For over three centuries enslavement promoted the rise of capitalism in the Atlantic world, but study of slavery as a pivotal force in western ascendancy and dominance is still mostly neglected. In The American Crucible: Slavery, Emancipation and Human Rights, Robin Blackburn (The New School, New York) honorably contributes to fill this research – and moral – gap, furnishing a vivid and competent history of the rise and fall of slavery in the Americas.
More than any other institution, it was the slave plantation and the massive extractions of wealth from exploited black labor that led to the West’s dominance over the rest of the world. “Without slavery there could have been no colonization,” is the starting point for the evolution of Blackburn’s historical narrative. The New World became the crucible for a succession of silver mining, plantation agriculture, racial enslavement, and slave resistance. Slave produce raised up empires, fostered new cultures of consumption and financed the breakthrough to an industrial order.The achievement and originality of the book lie in Blackburn’s insistence on the crucial interrelation among slavery, colonialism and capitalism, seeking to map the different modes of production, of colonisation, and of enslavement on to one another.

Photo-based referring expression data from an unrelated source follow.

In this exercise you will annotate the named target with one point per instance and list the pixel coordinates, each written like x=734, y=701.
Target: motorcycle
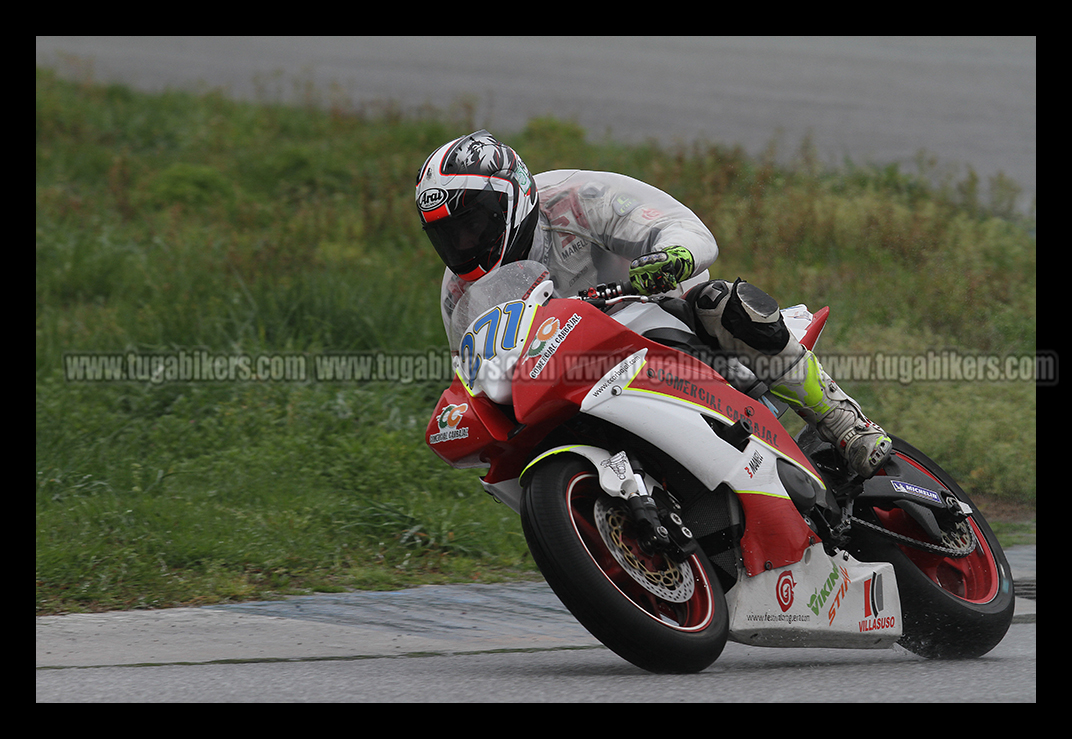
x=671, y=512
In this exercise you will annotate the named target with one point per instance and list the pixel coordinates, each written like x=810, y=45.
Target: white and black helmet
x=477, y=204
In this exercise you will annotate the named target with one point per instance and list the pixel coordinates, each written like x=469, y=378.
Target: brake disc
x=671, y=581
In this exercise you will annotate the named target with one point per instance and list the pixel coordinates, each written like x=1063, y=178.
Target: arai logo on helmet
x=432, y=198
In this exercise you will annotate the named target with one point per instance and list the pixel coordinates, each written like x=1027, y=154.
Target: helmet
x=477, y=204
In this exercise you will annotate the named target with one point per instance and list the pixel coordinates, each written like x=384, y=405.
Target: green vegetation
x=182, y=221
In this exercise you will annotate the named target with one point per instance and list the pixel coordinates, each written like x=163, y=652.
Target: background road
x=479, y=643
x=966, y=100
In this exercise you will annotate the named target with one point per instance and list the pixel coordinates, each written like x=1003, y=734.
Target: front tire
x=952, y=607
x=653, y=612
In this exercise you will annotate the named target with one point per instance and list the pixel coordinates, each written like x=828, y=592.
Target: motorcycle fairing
x=820, y=601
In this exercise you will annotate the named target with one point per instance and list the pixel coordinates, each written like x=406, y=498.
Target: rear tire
x=952, y=607
x=675, y=623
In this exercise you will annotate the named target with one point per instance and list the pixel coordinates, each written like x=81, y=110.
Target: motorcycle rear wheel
x=952, y=607
x=683, y=630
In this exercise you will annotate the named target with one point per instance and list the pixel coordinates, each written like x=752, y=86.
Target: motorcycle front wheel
x=953, y=607
x=659, y=615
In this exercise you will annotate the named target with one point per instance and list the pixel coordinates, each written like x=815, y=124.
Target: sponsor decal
x=910, y=489
x=618, y=464
x=432, y=198
x=699, y=394
x=754, y=463
x=448, y=424
x=549, y=337
x=873, y=605
x=835, y=587
x=784, y=590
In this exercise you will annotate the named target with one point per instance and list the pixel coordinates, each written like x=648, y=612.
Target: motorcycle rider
x=480, y=208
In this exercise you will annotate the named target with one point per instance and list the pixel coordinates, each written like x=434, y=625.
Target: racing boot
x=838, y=418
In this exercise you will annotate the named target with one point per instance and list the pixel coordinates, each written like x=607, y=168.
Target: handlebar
x=610, y=293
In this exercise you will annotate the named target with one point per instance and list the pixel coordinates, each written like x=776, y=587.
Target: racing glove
x=660, y=271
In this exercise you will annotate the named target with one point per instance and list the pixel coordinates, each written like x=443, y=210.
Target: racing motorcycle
x=671, y=512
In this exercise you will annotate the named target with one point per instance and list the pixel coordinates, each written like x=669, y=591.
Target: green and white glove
x=660, y=271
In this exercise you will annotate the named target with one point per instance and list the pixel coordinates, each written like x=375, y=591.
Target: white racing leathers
x=592, y=224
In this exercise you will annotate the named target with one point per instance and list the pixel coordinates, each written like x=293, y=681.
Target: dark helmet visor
x=473, y=237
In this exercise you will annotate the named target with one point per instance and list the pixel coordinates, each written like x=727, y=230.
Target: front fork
x=659, y=526
x=660, y=530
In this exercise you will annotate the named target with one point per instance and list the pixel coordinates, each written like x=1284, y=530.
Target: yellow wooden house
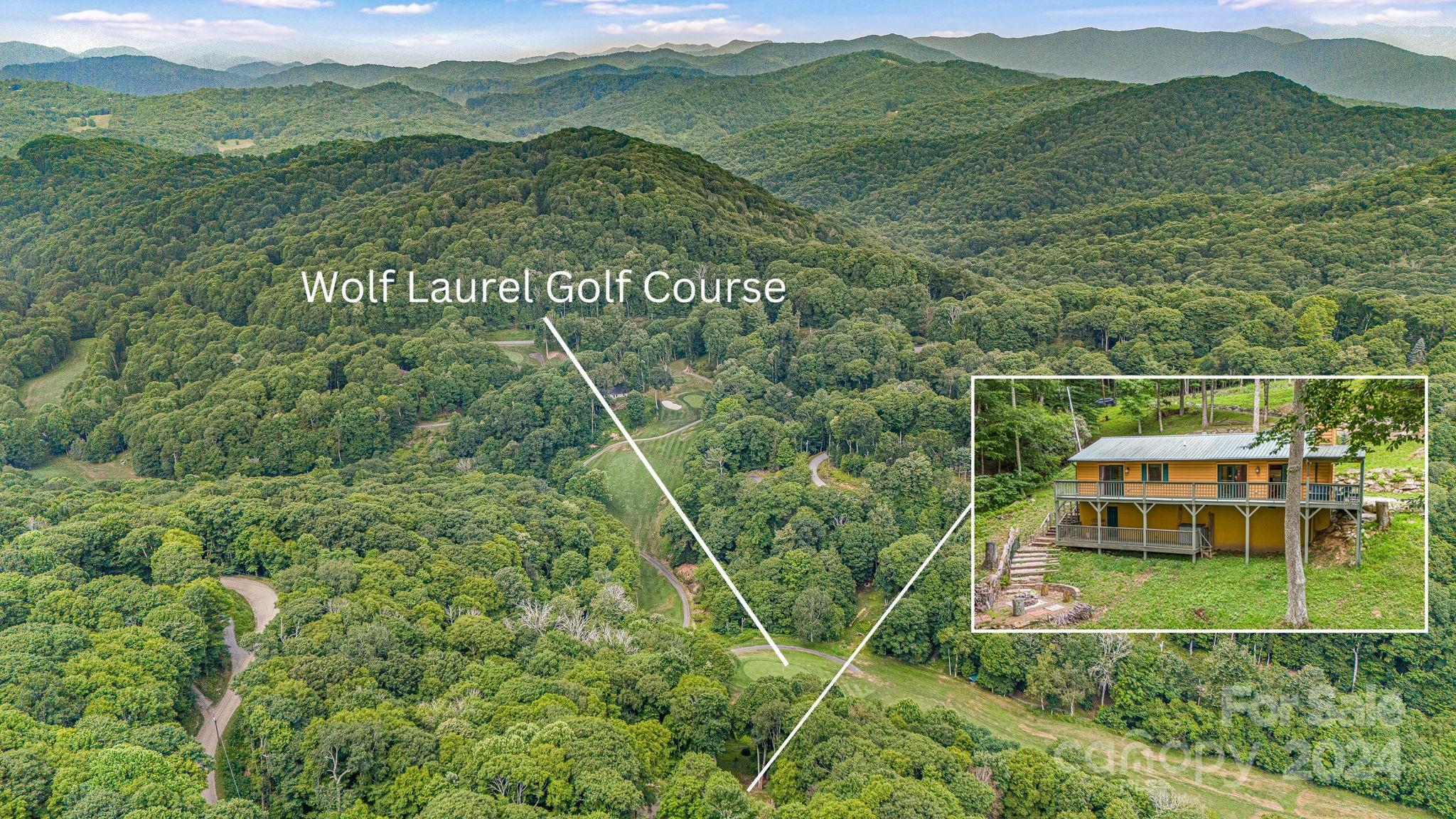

Not until the stirrings of a revolutionary age in the 1780s was there the first public challenge to the ‘peculiar institution’. An anti-slavery alliance then set the scene for great acts of emancipation in Haiti in 1804, Britain in 1833–8, the United States in the 1860s, and Cuba and Brazil in the 1880s. This comprehensive book connects emancipation moments through both time and space, and allows us to thoroughly understand the abolitionist’s thought.
Eventually, Blackburn’s work compels us to think about abolitionism’s relevance to global modernity, as well as to current events in the US.